Battered Avondale Financial in Chicago Finds a Merger Partner

Saying its worst days are behind it, a troubled Chicago community bank has a deal to merge with a neighbor.

Avondale Financial Corp., a $520 million-asset company that has announced $19 million of writeoffs so far this year, said late Tuesday it would combine with $870 million-asset Coal City Corp. in a merger of equals.

Publicly held Avondale would issue four million shares of stock-$43 million worth, based on the midday Wednesday price-in exchange for shares of privately held Coal City. The deal is scheduled to close during the first quarter of next year.

After the merger, shareholders of Coal City would own about 58.5% of the new company, to be called MF Financial Inc., while Avondale shareholders would own 41.5%. The two companies will combine their 13 branches under the name Manufacturers Bank.

Before the merger announcement Tuesday, Avondale said it would take a $6 million charge for writeoffs relating to prepayments on its mortgage portfolio.

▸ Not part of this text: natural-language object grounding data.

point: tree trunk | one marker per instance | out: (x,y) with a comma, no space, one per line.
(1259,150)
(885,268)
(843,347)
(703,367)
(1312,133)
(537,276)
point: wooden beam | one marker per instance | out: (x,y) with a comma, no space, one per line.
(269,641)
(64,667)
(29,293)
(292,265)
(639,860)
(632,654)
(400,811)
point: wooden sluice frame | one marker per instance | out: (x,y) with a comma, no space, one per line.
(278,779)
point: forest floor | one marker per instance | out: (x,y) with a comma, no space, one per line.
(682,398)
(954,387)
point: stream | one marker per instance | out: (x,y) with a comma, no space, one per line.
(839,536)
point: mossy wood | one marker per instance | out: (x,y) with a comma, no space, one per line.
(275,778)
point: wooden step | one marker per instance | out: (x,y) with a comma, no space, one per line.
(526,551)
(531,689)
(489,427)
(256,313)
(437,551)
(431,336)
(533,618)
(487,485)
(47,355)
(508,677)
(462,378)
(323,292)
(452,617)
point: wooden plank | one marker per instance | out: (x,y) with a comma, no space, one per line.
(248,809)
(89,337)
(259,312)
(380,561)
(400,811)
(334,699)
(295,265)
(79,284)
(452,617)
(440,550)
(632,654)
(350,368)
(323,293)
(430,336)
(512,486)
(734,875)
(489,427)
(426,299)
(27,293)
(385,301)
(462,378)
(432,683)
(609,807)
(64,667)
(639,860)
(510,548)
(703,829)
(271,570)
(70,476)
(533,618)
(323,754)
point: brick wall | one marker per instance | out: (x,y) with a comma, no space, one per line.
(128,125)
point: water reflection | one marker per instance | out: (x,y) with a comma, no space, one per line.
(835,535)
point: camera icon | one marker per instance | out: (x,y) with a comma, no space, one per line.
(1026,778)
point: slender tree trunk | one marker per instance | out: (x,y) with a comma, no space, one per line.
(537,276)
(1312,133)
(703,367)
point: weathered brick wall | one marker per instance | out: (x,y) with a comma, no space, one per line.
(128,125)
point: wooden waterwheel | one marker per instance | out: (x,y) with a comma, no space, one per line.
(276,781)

This after its first-quarter earnings were wiped out by a $13 million charge for mushrooming delinquencies in an independent jewelry store credit card program.

Robert Engelman, Avondale's president, said his company "recognized a need to partner with a bank with strong business lending capabilities," and that it was looking for such a partner even as it cleaned up its books earlier this year.

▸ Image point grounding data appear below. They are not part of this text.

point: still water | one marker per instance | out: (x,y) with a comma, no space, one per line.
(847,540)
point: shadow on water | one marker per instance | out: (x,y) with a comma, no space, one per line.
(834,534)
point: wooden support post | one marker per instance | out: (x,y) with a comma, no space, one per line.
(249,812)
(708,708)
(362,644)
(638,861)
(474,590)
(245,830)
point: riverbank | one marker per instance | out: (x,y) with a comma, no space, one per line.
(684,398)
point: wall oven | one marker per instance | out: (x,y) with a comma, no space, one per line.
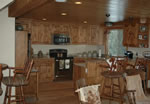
(63,64)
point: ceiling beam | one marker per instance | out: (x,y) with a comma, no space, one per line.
(20,7)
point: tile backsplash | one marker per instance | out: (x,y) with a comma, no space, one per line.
(72,49)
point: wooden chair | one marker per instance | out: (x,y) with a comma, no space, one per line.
(89,95)
(80,83)
(20,79)
(1,91)
(140,67)
(134,84)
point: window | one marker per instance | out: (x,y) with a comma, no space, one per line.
(115,46)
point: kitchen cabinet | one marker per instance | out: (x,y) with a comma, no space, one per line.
(42,32)
(21,43)
(79,34)
(96,35)
(143,35)
(130,37)
(45,66)
(136,34)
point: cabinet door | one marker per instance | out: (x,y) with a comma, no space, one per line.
(21,44)
(74,31)
(40,33)
(96,35)
(45,68)
(84,34)
(130,37)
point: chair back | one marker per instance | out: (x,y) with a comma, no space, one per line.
(80,83)
(89,94)
(141,63)
(117,63)
(134,82)
(28,69)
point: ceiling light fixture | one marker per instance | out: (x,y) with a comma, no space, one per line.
(63,14)
(78,2)
(61,0)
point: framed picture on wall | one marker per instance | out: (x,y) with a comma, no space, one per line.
(140,36)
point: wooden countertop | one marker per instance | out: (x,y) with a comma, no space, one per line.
(80,64)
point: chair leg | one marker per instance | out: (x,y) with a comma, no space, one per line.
(5,98)
(22,95)
(9,96)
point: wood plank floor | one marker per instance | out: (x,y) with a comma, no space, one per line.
(57,93)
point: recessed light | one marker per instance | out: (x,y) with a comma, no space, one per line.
(84,21)
(44,19)
(63,14)
(61,0)
(78,2)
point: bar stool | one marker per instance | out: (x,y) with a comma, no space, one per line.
(115,82)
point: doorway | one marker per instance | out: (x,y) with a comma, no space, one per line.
(114,43)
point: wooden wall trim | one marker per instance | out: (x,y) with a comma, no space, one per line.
(20,7)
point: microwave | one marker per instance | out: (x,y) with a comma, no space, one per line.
(61,39)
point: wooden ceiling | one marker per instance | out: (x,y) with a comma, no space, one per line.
(92,11)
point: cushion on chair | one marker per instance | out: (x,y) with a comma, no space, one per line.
(90,94)
(17,81)
(1,91)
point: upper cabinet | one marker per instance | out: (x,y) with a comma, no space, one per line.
(42,32)
(136,34)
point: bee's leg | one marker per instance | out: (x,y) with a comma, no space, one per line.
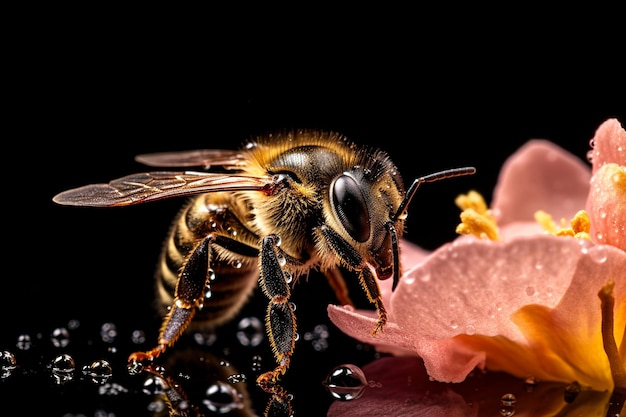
(189,296)
(280,319)
(367,277)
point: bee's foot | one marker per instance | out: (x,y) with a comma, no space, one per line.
(137,360)
(268,382)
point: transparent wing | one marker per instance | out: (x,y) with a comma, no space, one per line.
(206,158)
(151,186)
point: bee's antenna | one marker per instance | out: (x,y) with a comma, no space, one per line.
(448,173)
(396,255)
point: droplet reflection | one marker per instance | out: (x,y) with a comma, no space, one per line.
(98,371)
(346,382)
(222,398)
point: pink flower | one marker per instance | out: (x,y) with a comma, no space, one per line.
(531,303)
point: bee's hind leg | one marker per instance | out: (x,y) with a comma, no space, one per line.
(280,320)
(192,285)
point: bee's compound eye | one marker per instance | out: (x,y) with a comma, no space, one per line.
(351,208)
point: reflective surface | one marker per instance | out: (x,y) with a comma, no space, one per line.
(78,367)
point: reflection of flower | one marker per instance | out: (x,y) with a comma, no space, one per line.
(531,303)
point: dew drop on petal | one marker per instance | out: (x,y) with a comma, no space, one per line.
(409,279)
(346,382)
(222,398)
(598,254)
(7,364)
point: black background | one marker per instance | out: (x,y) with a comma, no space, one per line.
(84,95)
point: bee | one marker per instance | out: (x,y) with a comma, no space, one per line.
(267,214)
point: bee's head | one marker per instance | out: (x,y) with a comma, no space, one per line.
(364,205)
(368,216)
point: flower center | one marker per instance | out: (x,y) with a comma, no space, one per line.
(476,218)
(579,228)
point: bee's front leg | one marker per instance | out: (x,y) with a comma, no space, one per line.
(280,319)
(192,284)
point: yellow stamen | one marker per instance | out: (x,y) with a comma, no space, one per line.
(579,228)
(476,218)
(616,362)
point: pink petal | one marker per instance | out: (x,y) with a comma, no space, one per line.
(400,387)
(461,308)
(609,144)
(540,176)
(606,205)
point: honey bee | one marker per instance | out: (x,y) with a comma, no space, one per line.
(267,214)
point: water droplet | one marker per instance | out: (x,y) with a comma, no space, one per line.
(346,382)
(257,363)
(7,364)
(62,368)
(508,399)
(24,342)
(506,411)
(99,371)
(571,392)
(155,385)
(108,332)
(138,337)
(60,337)
(598,254)
(236,378)
(205,338)
(250,331)
(318,337)
(222,398)
(507,405)
(409,279)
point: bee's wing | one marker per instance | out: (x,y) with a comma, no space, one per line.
(206,158)
(151,186)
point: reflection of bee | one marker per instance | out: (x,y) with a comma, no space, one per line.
(269,213)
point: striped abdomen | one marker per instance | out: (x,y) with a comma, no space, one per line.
(234,266)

But not all analysts are convinced. Stephen Skiba, with ABN Amro Inc., Chicago, rates Avondale as a "hold" and said he does not think the merger "is a reason to get excited about the stock."

Laurie H. Hunsicker, analyst with Friedman, Billings, Ramsey & Co., Arlington, Va., was more positive. Avondale has cleaned up many of its problems, she said, and "overall, it is a pretty clean, solid company.

"It looks like a good deal, to create a bigger, better, banking company," Ms. Hunsicker, who currently rates Avondale as "accumulate," said.